Pope Urban II

Pope Urban II

Blessed Pope Urban II (ca. 1042 – 29 July 1099), born Otho de Lagery (alternatively: Otto, Odo or Eudes), was pope from 12 March 1088 until his death on 29 July 1099. He is best known for starting the First Crusade (1096–1099) and setting up the modern-day Roman Curia in the manner of a royal court to help run the Church.

Pope Gregory VII named him cardinal-bishop of Ostia ca. 1080. He was one of the most prominent and active supporters of the Gregorian reforms, especially as legate in Germany in 1084 and was among the few whom Gregory VII nominated as possible successors to be pope. Desiderius, abbot of Monte Cassino was first chosen pope as Victor III when Gregory VII died in 1085, but after Victor's short reign, Otho was elected Pope Urban II by acclamation (March 1088) at a small meeting of cardinals and other prelates held in Terracina in March 1088. He took up the policies of Pope Gregory VII, and while pursuing them with determination, showed greater flexibility and diplomatic finesse. At the outset, he had to reckon with the presence of the powerful antipope Clement III in Rome, but a series of well-attended synods held in Rome, Amalfi, Benevento, and Troia supported him in renewed declarations against simony, Investiture Controversy, clerical marriages, and continued opposition to Emperor Henry IV.

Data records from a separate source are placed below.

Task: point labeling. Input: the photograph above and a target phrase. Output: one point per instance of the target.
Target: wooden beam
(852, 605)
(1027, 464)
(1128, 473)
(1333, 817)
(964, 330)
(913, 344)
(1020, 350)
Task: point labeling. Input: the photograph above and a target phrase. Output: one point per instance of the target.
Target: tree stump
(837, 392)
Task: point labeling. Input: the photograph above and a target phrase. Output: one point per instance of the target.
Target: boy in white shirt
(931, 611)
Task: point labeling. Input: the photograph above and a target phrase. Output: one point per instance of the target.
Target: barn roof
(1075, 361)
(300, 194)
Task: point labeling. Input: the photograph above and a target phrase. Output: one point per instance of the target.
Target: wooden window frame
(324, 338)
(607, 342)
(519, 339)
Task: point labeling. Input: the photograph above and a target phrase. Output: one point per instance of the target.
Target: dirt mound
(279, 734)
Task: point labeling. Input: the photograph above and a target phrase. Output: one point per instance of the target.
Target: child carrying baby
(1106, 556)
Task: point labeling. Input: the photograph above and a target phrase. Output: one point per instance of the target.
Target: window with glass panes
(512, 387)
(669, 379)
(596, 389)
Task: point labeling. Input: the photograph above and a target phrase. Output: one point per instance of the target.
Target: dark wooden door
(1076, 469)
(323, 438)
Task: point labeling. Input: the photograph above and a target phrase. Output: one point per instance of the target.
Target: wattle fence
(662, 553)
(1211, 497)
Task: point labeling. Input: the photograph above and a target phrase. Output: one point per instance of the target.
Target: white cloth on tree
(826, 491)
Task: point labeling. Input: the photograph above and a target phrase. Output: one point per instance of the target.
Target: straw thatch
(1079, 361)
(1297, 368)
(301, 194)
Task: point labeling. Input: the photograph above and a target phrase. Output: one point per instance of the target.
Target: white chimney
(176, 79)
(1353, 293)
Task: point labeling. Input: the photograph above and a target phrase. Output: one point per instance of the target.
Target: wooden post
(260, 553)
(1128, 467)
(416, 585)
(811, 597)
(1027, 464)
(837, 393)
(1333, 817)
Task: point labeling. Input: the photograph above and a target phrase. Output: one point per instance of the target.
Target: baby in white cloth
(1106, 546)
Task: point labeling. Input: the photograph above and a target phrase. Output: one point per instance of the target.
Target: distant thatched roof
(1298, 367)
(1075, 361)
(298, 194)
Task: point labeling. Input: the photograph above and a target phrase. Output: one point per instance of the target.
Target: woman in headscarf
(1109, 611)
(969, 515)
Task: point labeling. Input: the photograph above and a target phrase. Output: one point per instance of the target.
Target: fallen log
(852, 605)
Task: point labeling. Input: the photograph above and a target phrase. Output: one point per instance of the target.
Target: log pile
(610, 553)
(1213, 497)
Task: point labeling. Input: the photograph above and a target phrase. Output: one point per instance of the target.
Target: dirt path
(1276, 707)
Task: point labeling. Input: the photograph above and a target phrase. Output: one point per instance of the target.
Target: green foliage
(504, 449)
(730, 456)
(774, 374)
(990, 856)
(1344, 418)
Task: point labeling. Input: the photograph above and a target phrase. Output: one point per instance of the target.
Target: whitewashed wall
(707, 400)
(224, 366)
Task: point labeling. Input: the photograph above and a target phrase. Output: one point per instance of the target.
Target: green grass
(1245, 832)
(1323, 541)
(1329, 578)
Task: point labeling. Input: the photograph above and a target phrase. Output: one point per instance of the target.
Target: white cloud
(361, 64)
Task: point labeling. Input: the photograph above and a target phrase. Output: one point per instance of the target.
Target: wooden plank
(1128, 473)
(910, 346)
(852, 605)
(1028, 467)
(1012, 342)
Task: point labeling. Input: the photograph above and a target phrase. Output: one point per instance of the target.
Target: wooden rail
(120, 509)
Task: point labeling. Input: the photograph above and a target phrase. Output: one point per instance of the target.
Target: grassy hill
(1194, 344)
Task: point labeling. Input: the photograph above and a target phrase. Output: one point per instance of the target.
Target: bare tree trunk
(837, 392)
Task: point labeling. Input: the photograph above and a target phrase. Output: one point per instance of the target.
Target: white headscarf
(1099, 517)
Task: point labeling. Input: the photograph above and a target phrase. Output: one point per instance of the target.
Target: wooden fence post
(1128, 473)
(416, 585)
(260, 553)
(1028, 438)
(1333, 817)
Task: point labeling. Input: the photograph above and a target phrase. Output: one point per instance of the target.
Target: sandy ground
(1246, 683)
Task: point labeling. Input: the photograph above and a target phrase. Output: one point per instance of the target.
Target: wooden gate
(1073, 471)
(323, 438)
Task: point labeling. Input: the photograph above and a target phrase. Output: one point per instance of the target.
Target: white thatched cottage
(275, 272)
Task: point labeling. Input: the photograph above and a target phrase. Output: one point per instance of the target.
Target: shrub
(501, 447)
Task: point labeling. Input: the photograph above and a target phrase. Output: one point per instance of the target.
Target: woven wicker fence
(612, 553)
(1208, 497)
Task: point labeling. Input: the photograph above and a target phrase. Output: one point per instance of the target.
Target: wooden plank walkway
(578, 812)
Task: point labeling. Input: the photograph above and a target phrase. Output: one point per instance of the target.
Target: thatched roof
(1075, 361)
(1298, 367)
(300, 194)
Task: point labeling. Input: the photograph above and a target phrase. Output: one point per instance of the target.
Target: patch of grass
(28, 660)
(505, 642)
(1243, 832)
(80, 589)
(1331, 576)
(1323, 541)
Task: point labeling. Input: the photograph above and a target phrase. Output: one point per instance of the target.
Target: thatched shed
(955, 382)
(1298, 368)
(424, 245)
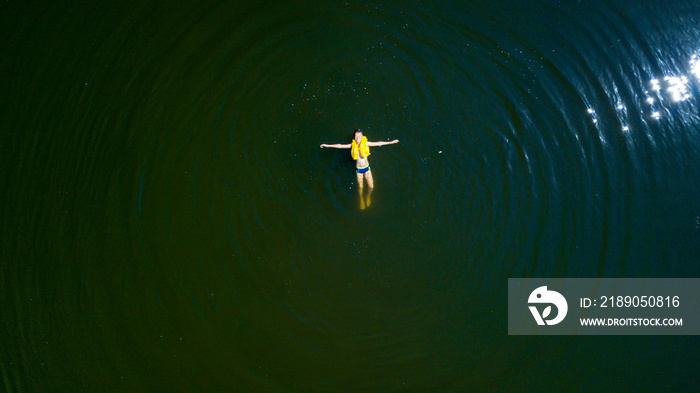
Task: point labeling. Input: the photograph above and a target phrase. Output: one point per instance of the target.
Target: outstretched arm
(337, 146)
(382, 143)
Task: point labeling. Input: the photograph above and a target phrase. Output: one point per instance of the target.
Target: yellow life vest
(359, 151)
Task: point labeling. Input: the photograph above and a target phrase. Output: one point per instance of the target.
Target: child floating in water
(359, 150)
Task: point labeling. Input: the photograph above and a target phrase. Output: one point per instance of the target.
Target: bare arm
(382, 143)
(337, 146)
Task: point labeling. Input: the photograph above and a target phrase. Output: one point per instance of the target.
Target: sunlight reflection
(677, 88)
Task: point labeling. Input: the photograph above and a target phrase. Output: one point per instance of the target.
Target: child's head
(358, 135)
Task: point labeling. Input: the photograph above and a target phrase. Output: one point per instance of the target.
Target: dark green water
(169, 222)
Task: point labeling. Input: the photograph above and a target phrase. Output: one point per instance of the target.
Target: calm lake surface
(170, 224)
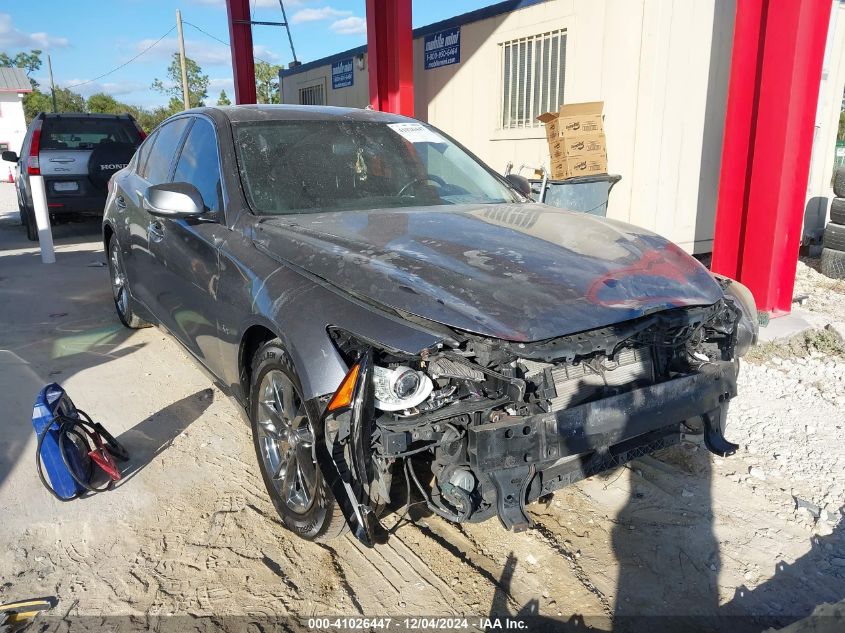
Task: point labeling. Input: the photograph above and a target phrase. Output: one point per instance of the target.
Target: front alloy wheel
(283, 435)
(286, 441)
(120, 289)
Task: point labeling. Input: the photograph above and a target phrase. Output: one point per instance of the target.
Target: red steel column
(243, 63)
(772, 97)
(390, 54)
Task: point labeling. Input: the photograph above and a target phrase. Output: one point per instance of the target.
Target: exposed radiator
(575, 384)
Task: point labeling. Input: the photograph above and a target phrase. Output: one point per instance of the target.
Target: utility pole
(52, 85)
(185, 94)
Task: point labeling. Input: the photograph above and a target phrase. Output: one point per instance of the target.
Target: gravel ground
(191, 532)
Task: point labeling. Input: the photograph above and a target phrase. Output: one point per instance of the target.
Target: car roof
(251, 113)
(83, 115)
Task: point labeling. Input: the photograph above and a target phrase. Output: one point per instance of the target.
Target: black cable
(437, 507)
(85, 431)
(126, 63)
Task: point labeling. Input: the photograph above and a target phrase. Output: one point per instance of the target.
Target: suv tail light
(33, 167)
(141, 134)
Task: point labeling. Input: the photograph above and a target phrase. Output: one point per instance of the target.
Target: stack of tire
(833, 243)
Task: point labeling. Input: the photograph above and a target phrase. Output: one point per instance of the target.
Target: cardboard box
(577, 144)
(572, 166)
(580, 118)
(588, 144)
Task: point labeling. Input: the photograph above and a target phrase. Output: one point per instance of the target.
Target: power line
(124, 64)
(203, 31)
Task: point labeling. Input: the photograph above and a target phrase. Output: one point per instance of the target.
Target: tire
(837, 211)
(283, 432)
(839, 182)
(28, 221)
(833, 263)
(834, 237)
(124, 304)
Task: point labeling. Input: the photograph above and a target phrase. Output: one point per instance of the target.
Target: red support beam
(390, 55)
(243, 63)
(772, 97)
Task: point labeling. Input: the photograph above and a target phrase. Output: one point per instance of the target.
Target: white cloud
(350, 26)
(313, 15)
(259, 51)
(13, 37)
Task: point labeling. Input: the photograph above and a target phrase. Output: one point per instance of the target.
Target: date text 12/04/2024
(485, 623)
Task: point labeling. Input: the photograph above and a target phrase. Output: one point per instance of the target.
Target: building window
(311, 95)
(533, 73)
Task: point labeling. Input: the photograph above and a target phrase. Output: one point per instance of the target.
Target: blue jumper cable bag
(75, 451)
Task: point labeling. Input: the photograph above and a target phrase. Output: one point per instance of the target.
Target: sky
(88, 38)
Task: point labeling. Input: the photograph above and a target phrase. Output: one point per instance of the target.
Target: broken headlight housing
(748, 327)
(400, 388)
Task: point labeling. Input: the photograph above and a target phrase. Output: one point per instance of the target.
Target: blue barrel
(51, 402)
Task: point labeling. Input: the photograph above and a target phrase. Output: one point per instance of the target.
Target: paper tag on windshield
(416, 133)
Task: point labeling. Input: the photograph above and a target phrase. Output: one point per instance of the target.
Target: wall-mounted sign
(342, 76)
(443, 48)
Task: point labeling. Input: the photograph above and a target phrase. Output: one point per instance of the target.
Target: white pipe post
(42, 219)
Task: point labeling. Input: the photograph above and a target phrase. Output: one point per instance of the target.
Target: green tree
(267, 82)
(29, 62)
(172, 85)
(66, 101)
(101, 103)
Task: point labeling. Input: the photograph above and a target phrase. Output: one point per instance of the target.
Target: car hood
(520, 272)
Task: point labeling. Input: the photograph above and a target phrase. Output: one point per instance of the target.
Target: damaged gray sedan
(393, 315)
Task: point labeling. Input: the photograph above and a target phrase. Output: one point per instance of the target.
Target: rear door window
(198, 164)
(167, 141)
(86, 133)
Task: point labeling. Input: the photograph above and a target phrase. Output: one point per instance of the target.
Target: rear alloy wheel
(283, 436)
(123, 303)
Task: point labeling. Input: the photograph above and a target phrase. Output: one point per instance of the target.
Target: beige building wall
(660, 66)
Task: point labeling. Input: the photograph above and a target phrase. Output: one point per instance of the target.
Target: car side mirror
(520, 183)
(173, 200)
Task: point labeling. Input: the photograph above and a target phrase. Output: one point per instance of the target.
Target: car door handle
(155, 231)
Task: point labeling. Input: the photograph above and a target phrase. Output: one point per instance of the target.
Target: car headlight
(748, 327)
(400, 388)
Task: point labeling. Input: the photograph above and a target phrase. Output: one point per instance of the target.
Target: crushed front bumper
(526, 457)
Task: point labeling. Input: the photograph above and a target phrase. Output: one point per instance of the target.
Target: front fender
(342, 440)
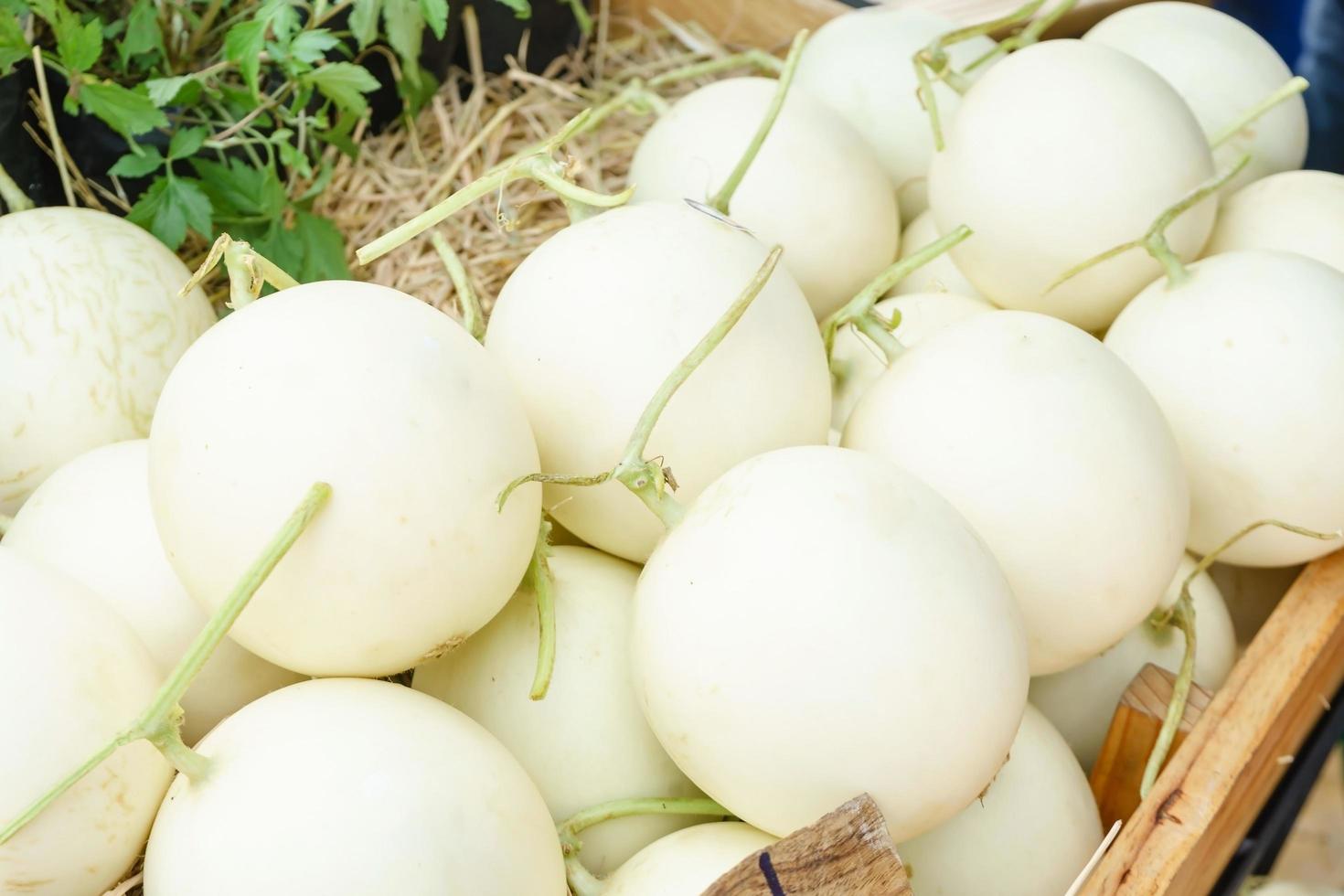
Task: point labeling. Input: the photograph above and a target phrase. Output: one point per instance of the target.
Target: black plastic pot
(552, 26)
(94, 146)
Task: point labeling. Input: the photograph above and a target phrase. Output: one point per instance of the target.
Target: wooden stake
(846, 853)
(1133, 731)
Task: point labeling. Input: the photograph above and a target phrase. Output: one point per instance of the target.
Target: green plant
(237, 109)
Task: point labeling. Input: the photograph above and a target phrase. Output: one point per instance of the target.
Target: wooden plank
(846, 853)
(772, 23)
(1183, 836)
(1118, 772)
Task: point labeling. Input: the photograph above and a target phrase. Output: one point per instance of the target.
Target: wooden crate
(1183, 835)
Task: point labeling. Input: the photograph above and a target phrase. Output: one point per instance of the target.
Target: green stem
(634, 469)
(933, 60)
(723, 197)
(12, 195)
(1029, 35)
(1155, 240)
(466, 298)
(581, 880)
(183, 758)
(880, 332)
(1290, 89)
(648, 480)
(538, 166)
(1183, 617)
(543, 586)
(160, 721)
(223, 618)
(1181, 614)
(859, 308)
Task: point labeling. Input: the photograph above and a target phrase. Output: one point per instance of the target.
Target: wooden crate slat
(1209, 795)
(1118, 770)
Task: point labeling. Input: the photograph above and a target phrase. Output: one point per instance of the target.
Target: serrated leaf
(169, 208)
(323, 248)
(12, 43)
(78, 46)
(436, 16)
(312, 249)
(345, 83)
(238, 189)
(186, 143)
(165, 91)
(133, 165)
(363, 20)
(123, 111)
(311, 46)
(143, 34)
(522, 8)
(405, 27)
(242, 46)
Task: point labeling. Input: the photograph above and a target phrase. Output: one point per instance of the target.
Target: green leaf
(243, 45)
(436, 15)
(405, 27)
(123, 111)
(522, 8)
(311, 46)
(323, 248)
(14, 48)
(133, 165)
(238, 189)
(78, 46)
(345, 83)
(309, 251)
(165, 91)
(186, 143)
(143, 34)
(169, 208)
(363, 20)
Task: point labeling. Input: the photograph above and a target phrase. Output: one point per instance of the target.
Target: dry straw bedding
(479, 120)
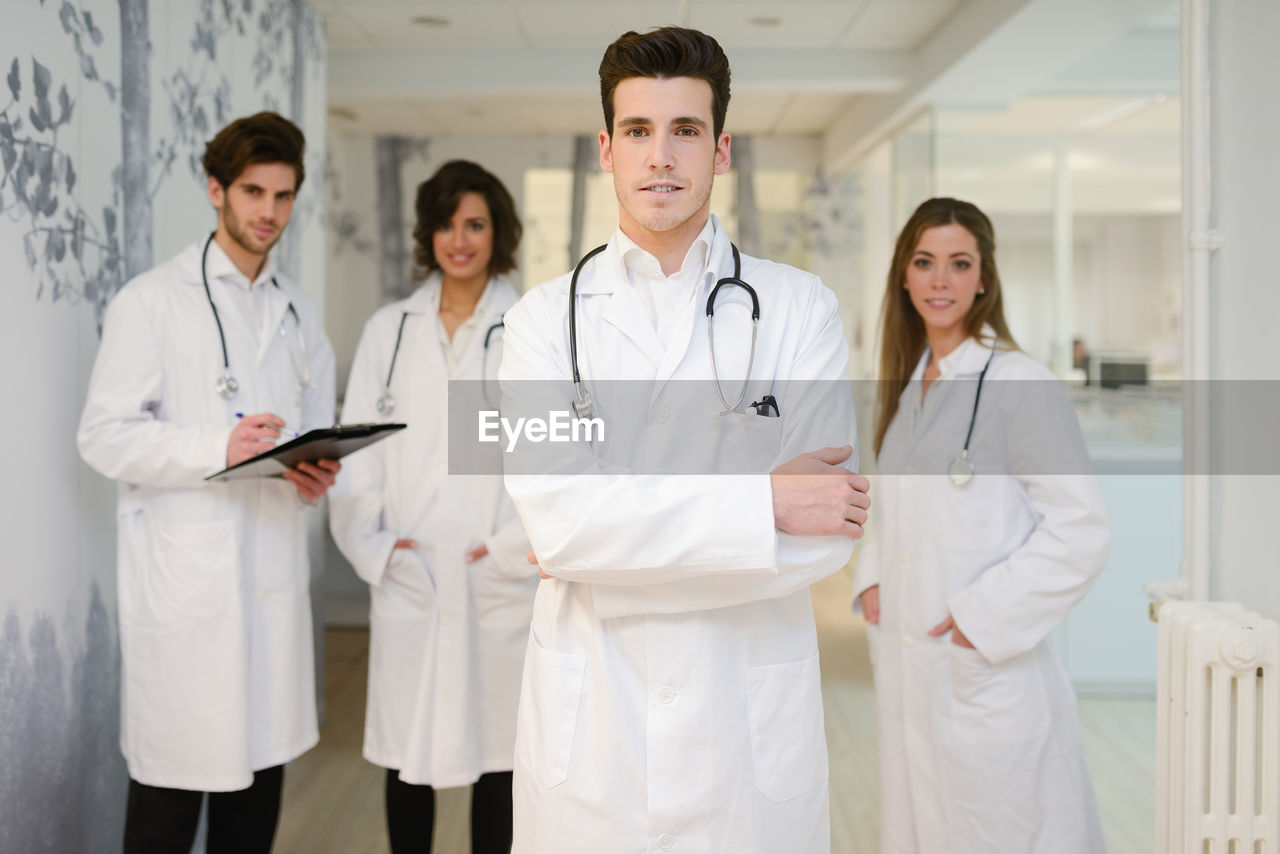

In accordance with this last policy, the marriage of the Countess Matilda of Tuscany with Guelph of Bavaria was promoted; Prince Conrad of Italy was assisted in his rebellion against his father and crowned King of the Romans at Milan in 1093; and Henry IV's wife, the Empress (Adelaide), was encouraged in her charges of sexual coercion against her husband. In a protracted struggle with King Philip I of France, whom he had excommunicated for his adulterous marriage to Bertrade de Montfort, Urban II finally proved victorious.

Urban II exchanged much correspondence with Archbishop Anselm of Canterbury, to whom he extended an order to come urgently to Rome just after the archbishop's first flight from England, and earlier gave his approval to Anselm's work De Incarnatione Verbi (The Incarnation of the Word).